Identifying this compound is an important step in that process. Whether chloronitramide anion will be linked to any cancers or has other adverse health risks will be assessed in future work by academics and regulatory agencies, such as the U.S. Environmental Protection Agency. At the very least, toxicity studies can now be completed on this compound thanks to this discovery.
Fairey explains how drinking water is treated on the National Science Foundation News podcast, NSF’s Discovery Files.
“Even if it is not toxic,” Fairey explained, “finding it can help us understand the pathways for how other compounds are formed, including toxins. If we know how something is formed, we can potentially control it.”
Fairey’s focus now is producing chloronitramide anion at relatively high concentrations and isolating it, so he can share it with others who study its toxicity.
ENGINEERING SAFER WATER
In addition to this discovery, Fairey also developed a sensor system to detect the early onset of nitrification events in water systems.
He explains, “One of the drawbacks of chloramine systems is that basically when chloramines decompose, not only do they form this chloronitramide anion but they form ammonia, and ammonia is food for microorganisms. Nitrification is the oxidation of ammonia to nitrite and nitrate.”
When microorganisms start to grow, they release materials into the water that fluoresce. So, Fairey and his team developed a real-time fluorescence-based sensor system to detect the early onset of nitrification events. This system provides an early warning of nitrification that could benefit water utilities that experience nitrification events by alerting them to the problem sooner and permitting less costly remedial actions.
As Fairey explains it, the current system for detecting nitrifying bacteria in the water system is “very manual. People have to go out and take samples at various points in the system and bring it back to the lab to test. In a place like Houston, the system is a thousand miles long.”
What his sensors would do is collect data continuously in real time and send the data back without the need for manual collection of water samples, identifying a problem before the water degrades. Theoretically, disinfectant boosting stations around the city would then automatically trigger needed responses.
“We can adapt responses sooner, improve our detection and make the system safer,” he concludes.
It’s an advancement that makes you want to raise your glass with appreciation. Thanks to this innovation, Fairey is potentially changing how water treatment and detection is done in the U.S. and beyond – making those eight glasses you consume each day safer to drink.
Listen to Fairey explain his discovery and research on the Short Talks From the Hill podcast.
Read more about Julian Fairey in this Technology Ventures’ Inventor Spotlight and discover how the University of Arkansas is building a better world at arkansasresearch.uark.edu.
*Joining Fairey and Laszakovits as co-authors on the paper are Huong Pham, Thien Do, Samuel Hodges, Kristopher McNeill and David Wahman.
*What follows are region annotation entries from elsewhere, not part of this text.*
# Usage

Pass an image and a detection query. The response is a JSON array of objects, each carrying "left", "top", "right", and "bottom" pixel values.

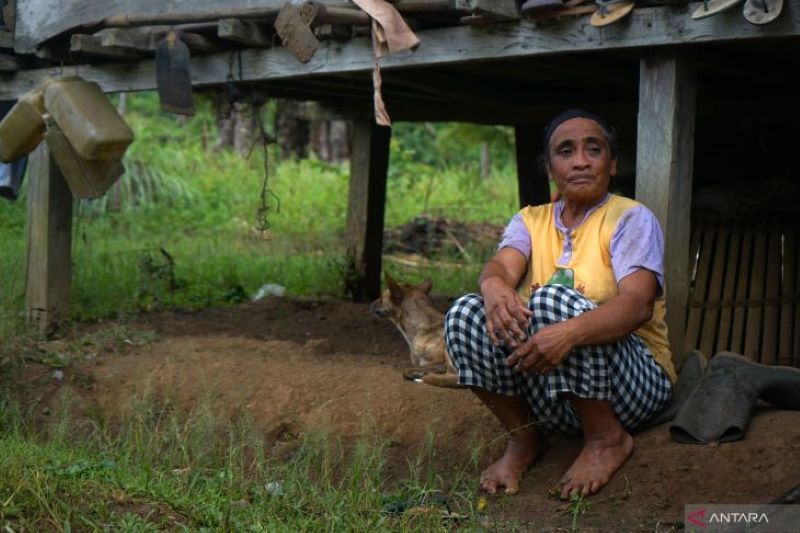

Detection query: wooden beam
[
  {"left": 514, "top": 124, "right": 550, "bottom": 207},
  {"left": 0, "top": 30, "right": 14, "bottom": 48},
  {"left": 346, "top": 120, "right": 392, "bottom": 301},
  {"left": 178, "top": 31, "right": 220, "bottom": 53},
  {"left": 0, "top": 54, "right": 22, "bottom": 72},
  {"left": 0, "top": 2, "right": 800, "bottom": 98},
  {"left": 15, "top": 0, "right": 455, "bottom": 53},
  {"left": 26, "top": 143, "right": 72, "bottom": 334},
  {"left": 69, "top": 33, "right": 142, "bottom": 59},
  {"left": 636, "top": 53, "right": 697, "bottom": 364},
  {"left": 94, "top": 28, "right": 156, "bottom": 53},
  {"left": 456, "top": 0, "right": 519, "bottom": 20},
  {"left": 217, "top": 19, "right": 272, "bottom": 48}
]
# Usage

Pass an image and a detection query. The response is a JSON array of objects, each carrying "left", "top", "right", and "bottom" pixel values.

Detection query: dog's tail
[{"left": 422, "top": 373, "right": 467, "bottom": 389}]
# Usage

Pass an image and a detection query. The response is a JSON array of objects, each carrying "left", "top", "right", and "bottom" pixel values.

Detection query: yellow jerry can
[
  {"left": 44, "top": 78, "right": 133, "bottom": 159},
  {"left": 44, "top": 114, "right": 125, "bottom": 198},
  {"left": 0, "top": 89, "right": 44, "bottom": 163}
]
Pham, Do and Hodges are all former Ph.D. students at the University of Arkansas who contributed to this research in Fairey’s lab. In 2022, McNeill hosted Fairey at ETH Zurich as a visiting professor as part of his sabbatical where they worked with Laszakovits on this study. Wahman is a longtime collaborator with Fairey’s lab group and is a research environmental engineer at the U.S. Environmental Protection Agency.